The next morning, the lumbermen came back and spent all day fixing the road. But that night, the Cherokees dug it up again. This went on for the next two days and nights; then the lumbermen put up guards on the road with guns. But they could not guard all the road, and the Cherokee dug trenches where they could.

Granma said it was a hard struggle and they grew very tired. Then one day, as the lumbermen were working on the road, a giant white oak fell across a wagon. It killed two mules and smashed the wagon. She said it was a fine, healthy white oak and had no reason to fall, but it did.

The lumbermen gave up trying or build the road.
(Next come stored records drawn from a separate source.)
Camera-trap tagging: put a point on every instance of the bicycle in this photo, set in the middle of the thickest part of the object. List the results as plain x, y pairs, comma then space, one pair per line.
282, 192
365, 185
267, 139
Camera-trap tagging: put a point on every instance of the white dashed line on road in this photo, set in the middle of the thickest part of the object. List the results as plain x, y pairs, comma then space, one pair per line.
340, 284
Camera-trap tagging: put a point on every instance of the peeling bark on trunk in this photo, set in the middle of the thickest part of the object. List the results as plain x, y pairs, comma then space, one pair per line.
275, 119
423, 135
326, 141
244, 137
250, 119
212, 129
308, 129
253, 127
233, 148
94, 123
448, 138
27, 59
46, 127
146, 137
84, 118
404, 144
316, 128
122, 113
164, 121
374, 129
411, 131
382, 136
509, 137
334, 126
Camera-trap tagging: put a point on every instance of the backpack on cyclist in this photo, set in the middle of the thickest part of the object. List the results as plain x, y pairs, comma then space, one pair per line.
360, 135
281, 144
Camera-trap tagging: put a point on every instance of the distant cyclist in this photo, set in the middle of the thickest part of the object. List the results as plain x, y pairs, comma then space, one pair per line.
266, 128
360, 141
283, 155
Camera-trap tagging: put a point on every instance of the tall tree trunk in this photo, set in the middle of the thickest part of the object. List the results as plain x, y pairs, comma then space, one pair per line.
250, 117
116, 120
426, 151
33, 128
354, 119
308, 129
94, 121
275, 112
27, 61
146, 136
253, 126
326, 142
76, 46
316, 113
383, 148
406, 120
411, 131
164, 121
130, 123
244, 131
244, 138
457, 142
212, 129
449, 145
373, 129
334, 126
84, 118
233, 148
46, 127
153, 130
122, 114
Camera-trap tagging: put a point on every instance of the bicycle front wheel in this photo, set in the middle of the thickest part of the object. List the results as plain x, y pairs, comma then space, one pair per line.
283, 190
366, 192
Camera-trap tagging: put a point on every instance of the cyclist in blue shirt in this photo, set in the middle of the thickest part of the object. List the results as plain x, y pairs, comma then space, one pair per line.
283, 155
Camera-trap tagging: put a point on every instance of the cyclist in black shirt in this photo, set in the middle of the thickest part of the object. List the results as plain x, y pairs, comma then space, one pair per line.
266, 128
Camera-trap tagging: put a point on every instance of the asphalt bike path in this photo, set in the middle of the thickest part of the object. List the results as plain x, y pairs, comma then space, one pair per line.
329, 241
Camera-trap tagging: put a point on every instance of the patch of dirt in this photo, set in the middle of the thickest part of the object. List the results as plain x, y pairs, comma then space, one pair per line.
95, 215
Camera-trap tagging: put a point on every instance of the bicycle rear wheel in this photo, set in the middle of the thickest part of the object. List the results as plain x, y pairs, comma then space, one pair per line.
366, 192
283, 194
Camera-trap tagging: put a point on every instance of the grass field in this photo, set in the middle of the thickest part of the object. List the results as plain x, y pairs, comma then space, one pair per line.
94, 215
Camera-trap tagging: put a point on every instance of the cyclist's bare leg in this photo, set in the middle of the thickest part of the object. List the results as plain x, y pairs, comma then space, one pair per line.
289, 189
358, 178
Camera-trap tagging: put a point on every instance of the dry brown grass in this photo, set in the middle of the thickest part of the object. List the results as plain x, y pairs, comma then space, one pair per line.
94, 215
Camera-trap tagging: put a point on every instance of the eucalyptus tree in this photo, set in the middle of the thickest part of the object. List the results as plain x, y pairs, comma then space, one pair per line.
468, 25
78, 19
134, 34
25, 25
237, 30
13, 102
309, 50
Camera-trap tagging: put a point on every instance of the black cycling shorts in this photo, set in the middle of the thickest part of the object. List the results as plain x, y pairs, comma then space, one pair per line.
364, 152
Spring rains set in...and they never came back.

Granma said the moon waxed full, and they held a celebration in the great stand of white oaks. They danced in the full yellow moon, and the white oaks sang and touched their branches together, and touched the Cherokee. Granma said they sang a death chant for the white oak who had given his life to save others, and she said the feeling was so strong that it almost picked her up off the mountain.